1. Preheat oven to 350F (180C). Butter four 6oz moulds or ramekins, dust with cocoa
powder and place in the fridge for about 10 minutes.

2. Chop the chocolate and place in a heatproof bowl, add butter. Set the bowl over a
double boiler (pot with simmering water). Melt the chocolate. Remove from heat and
let cool slightly.

3. In a separate bowl whisk eggs, sugar and salt, until light, pale and thick. Sift in
flour and whisk until incorporated. Gradually pour in melted chocolate and stir until
combined.

4. Pour mixture into the prepared moulds.
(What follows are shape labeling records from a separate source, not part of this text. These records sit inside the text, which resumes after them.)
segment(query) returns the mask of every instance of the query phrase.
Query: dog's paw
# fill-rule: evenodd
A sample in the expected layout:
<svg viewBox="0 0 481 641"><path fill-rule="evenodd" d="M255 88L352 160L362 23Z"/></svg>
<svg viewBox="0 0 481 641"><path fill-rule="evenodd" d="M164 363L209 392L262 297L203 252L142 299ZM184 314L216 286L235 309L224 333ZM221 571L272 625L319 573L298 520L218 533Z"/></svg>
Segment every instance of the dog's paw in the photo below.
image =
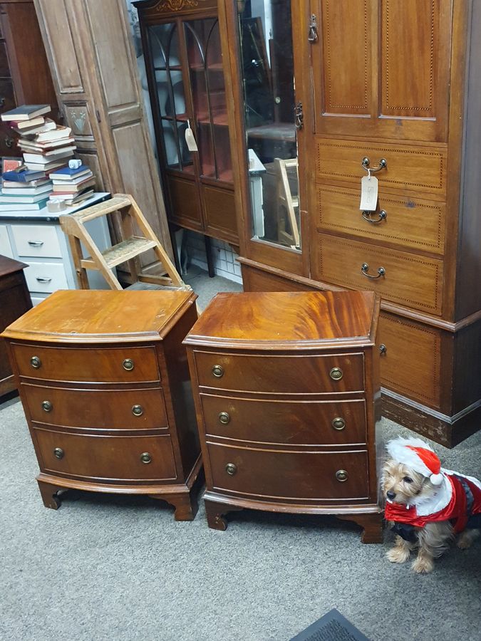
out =
<svg viewBox="0 0 481 641"><path fill-rule="evenodd" d="M432 558L426 558L425 556L418 556L411 567L418 574L428 574L430 572L433 572L434 563Z"/></svg>
<svg viewBox="0 0 481 641"><path fill-rule="evenodd" d="M409 550L405 548L391 548L386 553L386 556L391 563L404 563L409 558Z"/></svg>

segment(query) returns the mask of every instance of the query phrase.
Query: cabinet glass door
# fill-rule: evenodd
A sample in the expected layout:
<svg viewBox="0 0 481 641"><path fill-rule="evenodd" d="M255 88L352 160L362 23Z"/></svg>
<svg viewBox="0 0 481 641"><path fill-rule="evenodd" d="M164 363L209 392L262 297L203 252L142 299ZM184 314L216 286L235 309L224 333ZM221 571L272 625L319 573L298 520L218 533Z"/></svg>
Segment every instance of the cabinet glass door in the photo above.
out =
<svg viewBox="0 0 481 641"><path fill-rule="evenodd" d="M237 6L252 238L299 251L291 0Z"/></svg>

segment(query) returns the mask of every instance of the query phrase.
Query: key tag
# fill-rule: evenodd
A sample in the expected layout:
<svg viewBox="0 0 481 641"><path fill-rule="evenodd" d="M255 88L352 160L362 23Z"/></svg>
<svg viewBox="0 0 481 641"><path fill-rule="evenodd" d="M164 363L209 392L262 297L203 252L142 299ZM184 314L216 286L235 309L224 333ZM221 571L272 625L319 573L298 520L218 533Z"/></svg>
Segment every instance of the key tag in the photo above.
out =
<svg viewBox="0 0 481 641"><path fill-rule="evenodd" d="M375 212L378 207L378 181L371 175L371 170L366 170L367 176L361 179L361 204L359 209L364 212Z"/></svg>
<svg viewBox="0 0 481 641"><path fill-rule="evenodd" d="M194 137L194 132L190 128L190 120L187 120L187 128L185 130L185 142L187 144L189 151L199 151L197 143Z"/></svg>

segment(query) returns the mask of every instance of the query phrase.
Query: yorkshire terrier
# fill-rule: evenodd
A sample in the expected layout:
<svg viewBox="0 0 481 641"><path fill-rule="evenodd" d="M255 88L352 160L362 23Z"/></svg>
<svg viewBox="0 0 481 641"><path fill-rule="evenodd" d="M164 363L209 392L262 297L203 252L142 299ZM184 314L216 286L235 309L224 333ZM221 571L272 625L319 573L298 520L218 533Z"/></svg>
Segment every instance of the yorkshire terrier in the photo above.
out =
<svg viewBox="0 0 481 641"><path fill-rule="evenodd" d="M431 572L459 534L457 547L469 548L481 528L481 481L444 469L431 447L420 439L397 438L387 444L389 459L381 486L385 516L395 533L386 556L393 563L408 561L418 550L413 569Z"/></svg>

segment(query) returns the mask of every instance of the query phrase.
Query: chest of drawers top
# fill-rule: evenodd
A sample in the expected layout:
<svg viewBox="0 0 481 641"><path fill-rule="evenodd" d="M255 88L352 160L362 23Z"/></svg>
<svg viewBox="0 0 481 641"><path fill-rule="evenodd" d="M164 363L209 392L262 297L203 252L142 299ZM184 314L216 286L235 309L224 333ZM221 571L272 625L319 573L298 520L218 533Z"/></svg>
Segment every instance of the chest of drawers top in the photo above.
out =
<svg viewBox="0 0 481 641"><path fill-rule="evenodd" d="M374 345L371 291L219 293L185 338L216 349L296 351Z"/></svg>

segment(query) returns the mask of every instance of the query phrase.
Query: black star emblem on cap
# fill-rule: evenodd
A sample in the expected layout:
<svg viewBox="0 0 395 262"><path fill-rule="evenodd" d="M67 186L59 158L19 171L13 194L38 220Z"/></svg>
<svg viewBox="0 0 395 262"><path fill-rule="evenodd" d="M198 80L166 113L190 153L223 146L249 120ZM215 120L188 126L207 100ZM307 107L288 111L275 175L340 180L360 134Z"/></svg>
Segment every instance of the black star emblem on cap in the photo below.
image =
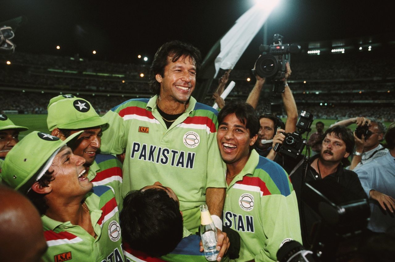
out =
<svg viewBox="0 0 395 262"><path fill-rule="evenodd" d="M5 121L8 119L8 118L7 117L7 116L3 114L2 115L0 114L0 120L2 121Z"/></svg>
<svg viewBox="0 0 395 262"><path fill-rule="evenodd" d="M73 105L74 106L75 109L82 113L88 112L90 109L89 104L85 100L81 99L76 100L73 103Z"/></svg>
<svg viewBox="0 0 395 262"><path fill-rule="evenodd" d="M40 138L47 141L56 141L59 139L59 138L42 132L38 133L37 135Z"/></svg>

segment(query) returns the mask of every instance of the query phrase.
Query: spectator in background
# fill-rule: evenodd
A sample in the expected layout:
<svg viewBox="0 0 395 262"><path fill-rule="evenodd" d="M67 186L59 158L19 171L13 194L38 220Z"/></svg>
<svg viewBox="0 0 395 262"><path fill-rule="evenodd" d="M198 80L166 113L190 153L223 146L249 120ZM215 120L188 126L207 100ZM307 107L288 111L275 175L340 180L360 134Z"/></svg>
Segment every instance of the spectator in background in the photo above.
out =
<svg viewBox="0 0 395 262"><path fill-rule="evenodd" d="M324 123L320 121L316 123L317 132L311 134L307 141L307 145L311 147L312 151L311 152L312 156L321 153L321 145L324 139Z"/></svg>
<svg viewBox="0 0 395 262"><path fill-rule="evenodd" d="M27 198L0 185L2 262L39 262L47 249L38 212Z"/></svg>
<svg viewBox="0 0 395 262"><path fill-rule="evenodd" d="M350 170L361 167L364 164L388 153L388 149L384 148L380 144L380 142L384 140L384 134L386 132L385 126L380 121L371 120L363 117L353 117L340 121L331 126L336 125L348 126L354 123L356 124L358 126L362 126L367 124L370 135L367 137L362 135L362 138L360 139L355 134L355 132L354 132L356 149L350 166Z"/></svg>
<svg viewBox="0 0 395 262"><path fill-rule="evenodd" d="M395 235L395 123L386 133L386 154L354 169L371 200L368 228Z"/></svg>

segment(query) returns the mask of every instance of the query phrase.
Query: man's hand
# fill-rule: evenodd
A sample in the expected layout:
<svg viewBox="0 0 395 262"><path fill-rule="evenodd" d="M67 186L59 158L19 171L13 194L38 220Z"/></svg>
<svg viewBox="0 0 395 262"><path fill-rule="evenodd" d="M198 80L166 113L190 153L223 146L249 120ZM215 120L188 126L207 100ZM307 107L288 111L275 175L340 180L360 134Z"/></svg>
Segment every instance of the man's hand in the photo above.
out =
<svg viewBox="0 0 395 262"><path fill-rule="evenodd" d="M281 128L277 129L277 132L276 132L276 135L273 138L273 144L272 145L272 147L273 148L274 148L274 147L276 146L276 144L277 143L282 144L282 142L284 141L284 139L285 139L285 136L284 134L282 134L281 132L285 132L285 130Z"/></svg>
<svg viewBox="0 0 395 262"><path fill-rule="evenodd" d="M221 261L222 257L224 257L224 255L228 251L228 249L229 248L230 243L229 242L229 238L226 236L226 233L222 232L218 228L217 228L217 231L218 236L218 242L217 243L217 250L220 251L219 253L218 253L218 256L217 256L217 261L219 262ZM200 246L200 252L203 252L203 244L201 243L201 240L200 240L199 245Z"/></svg>
<svg viewBox="0 0 395 262"><path fill-rule="evenodd" d="M354 131L354 139L355 140L355 151L359 153L363 152L363 146L365 144L365 136L362 135L359 139Z"/></svg>
<svg viewBox="0 0 395 262"><path fill-rule="evenodd" d="M368 126L371 125L370 119L365 118L363 117L358 117L355 118L355 123L358 126L360 126L365 125L365 124L367 123Z"/></svg>
<svg viewBox="0 0 395 262"><path fill-rule="evenodd" d="M218 107L222 109L225 106L225 100L224 98L217 93L214 93L213 95L213 98L215 99L215 102L218 105Z"/></svg>
<svg viewBox="0 0 395 262"><path fill-rule="evenodd" d="M372 189L369 192L369 194L371 198L378 202L381 206L381 208L384 210L386 210L386 206L389 211L392 213L395 210L395 199L389 196L380 193L378 191Z"/></svg>

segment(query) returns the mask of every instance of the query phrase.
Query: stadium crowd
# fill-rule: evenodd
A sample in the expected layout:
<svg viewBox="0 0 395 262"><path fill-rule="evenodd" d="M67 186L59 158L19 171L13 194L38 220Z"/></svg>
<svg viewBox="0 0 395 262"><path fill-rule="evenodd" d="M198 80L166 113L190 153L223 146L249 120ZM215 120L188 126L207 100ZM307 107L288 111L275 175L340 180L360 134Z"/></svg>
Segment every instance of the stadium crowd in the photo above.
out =
<svg viewBox="0 0 395 262"><path fill-rule="evenodd" d="M387 128L383 123L394 121L393 110L372 103L350 110L334 94L312 94L334 100L332 105L318 106L302 99L298 104L299 94L310 94L294 95L292 90L299 85L295 78L331 78L345 64L350 68L336 77L386 78L393 72L373 70L371 74L372 68L361 66L361 60L334 61L319 69L325 73L320 77L313 72L318 68L314 61L305 71L293 65L293 73L287 63L281 81L284 92L280 98L272 98L280 100L284 123L273 114L260 113L264 106L261 93L264 99L272 94L263 88L266 79L258 75L252 89L252 84L246 84L248 89L237 84L231 93L230 98L245 102L220 98L231 72L220 79L220 88L210 92L219 112L198 102L191 95L201 55L179 41L158 49L149 83L132 82L131 93L123 96L112 93L123 91L120 84L105 86L113 77L91 81L78 75L90 68L133 71L130 65L18 56L15 63L22 69L8 68L0 79L0 87L7 89L0 94L2 109L47 114L50 134L33 131L19 141L19 132L27 128L15 124L12 115L0 114L4 184L0 199L6 203L0 207L0 249L2 254L7 251L6 262L206 261L203 251L209 247L195 233L201 224L212 223L216 234L201 232L201 239L212 246L211 252L216 251L217 261L276 261L281 251L297 242L314 254L320 252L316 258L322 261L393 258L395 124ZM17 74L26 66L45 70L55 64L63 70L75 70L77 76ZM353 69L357 66L357 72ZM11 76L15 72L21 77L17 79ZM11 84L23 91L10 91ZM67 87L53 90L55 85ZM79 85L83 89L78 89ZM59 94L90 86L106 92ZM128 100L128 95L135 98L136 92L147 95ZM389 100L393 100L393 93ZM350 98L345 100L350 103ZM324 123L317 123L308 141L290 142L302 139L298 134L312 123L309 115L298 117L301 105L316 117L342 120L325 131ZM354 132L347 127L353 124L358 126ZM306 143L315 151L311 157L308 147L306 155L302 153ZM308 191L310 188L314 189ZM314 197L304 196L317 191ZM342 208L346 215L339 214L336 221L323 203L311 201L322 195L331 203L324 204ZM19 200L15 203L7 196ZM201 220L202 205L211 215ZM21 238L26 243L19 247L25 231L29 234ZM386 245L378 247L374 244L378 241Z"/></svg>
5. Bake for 7-9 minutes until the edges are firm and the center is still soft. Let stand 1
minute. Invert on individual plates while warm, dust with powdered sugar and serve
with vanilla ice cream or whipped cream and fresh fruits.
Notes:

● The batter can be refrigerated for up to 2 days; bring to room temperature


before baking.
● Baking time may change depending on the oven and moulds size.
● You can freeze the baked lava cakes for up to 3 months. Allow them to cool
completely before freezing. Re-heat in the microwave.
● If you don’t have ramekins, you can use a muffin pan.